Kafka & Confluent at the Edge: Interview with Kai Waehner

Dasha Korotkykh
Hivecell
Published in
9 min readMar 22, 2021

We talked with Kai Waehner, Field CTO and Kafka Evangelist at Confluent, to go a little bit deeper into the understanding of edge computing, and how Kafka and Confluent contribute to edge computing growth. Hello and let’s roll!

There is one question we’ve always wanted to ask. Kai, you are well known for being an enthusiastic evangelist of Kafka and Confluent.
How, and when, and why did you become one? How did it happen?

KW: Actually, a long time ago. Around 12 years ago, after university, I started with data processing integration — so this is really my business life. I worked first for some open-source vendors like Talend, and then I moved to TIBCO, which was more proprietary but also involved messaging, integration, stream processing, and custom connectors. At that time, many people didn’t know Kafka, but I really liked it already.

It was pretty funny because that was a time when nobody knew Confluent either, and when I got on an interview with Confluent’s CEO, Jay Kreps, he was doing the first interview with some tech people to convince them that Kafka is great. I learned that Kafka is much more than just messaging. I also recognized that I want to go back to open-source.

So you pursued a combination of a tech novelty and an open-source project to give back to the community, right?

KW: Yes, exactly. Today we see that things are getting more and more open, both within the edge and industrial IoT. And this doesn’t mean everything is free — that’s a common misunderstanding. The core is free to run in production and that’s totally OK.

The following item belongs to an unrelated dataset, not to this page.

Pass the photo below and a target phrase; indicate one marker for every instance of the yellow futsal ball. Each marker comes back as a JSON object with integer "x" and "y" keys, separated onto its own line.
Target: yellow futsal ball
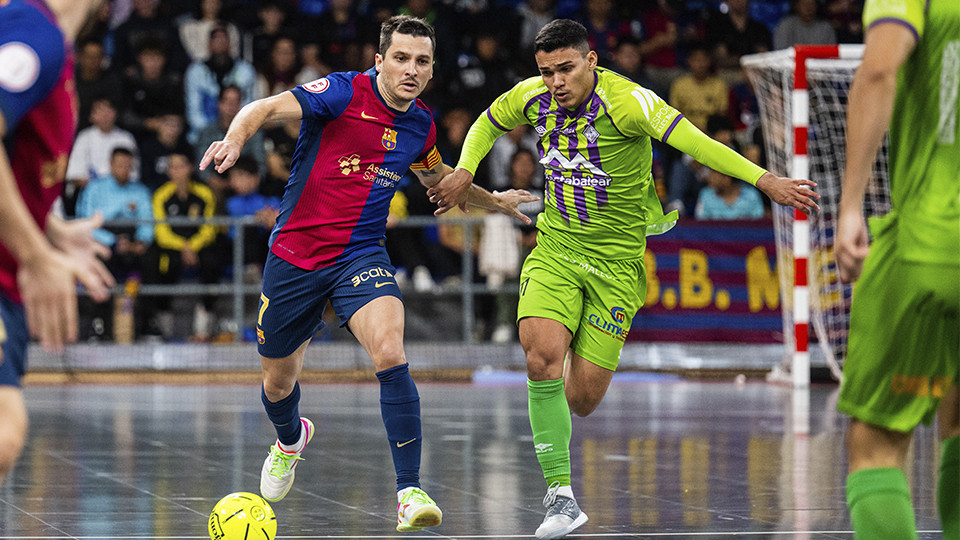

We typically compare Apache Kafka to the motor engine: many customers really want to have the full, completely preconfigured car, including all security and operation tools. Hence, they buy Confluent. Or for example, having Kafka on a Hivecell hardware, you can just ship to a retail store or factory already with the middleware on it. So there is an open foundation, but if you want to go into mission-critical workloads or have a serverless cloud offer, then a vendor like Confluent comes into play.

Can you share a bit on what’s unique about Confluent and how Confluent’s offering is best suited for edge applications?

KW: Sure. In summary, really, why people are coming to Confluent? Because we are doing only Kafka, but that’s what we are doing very well, from a tooling, expertise, and support perspective.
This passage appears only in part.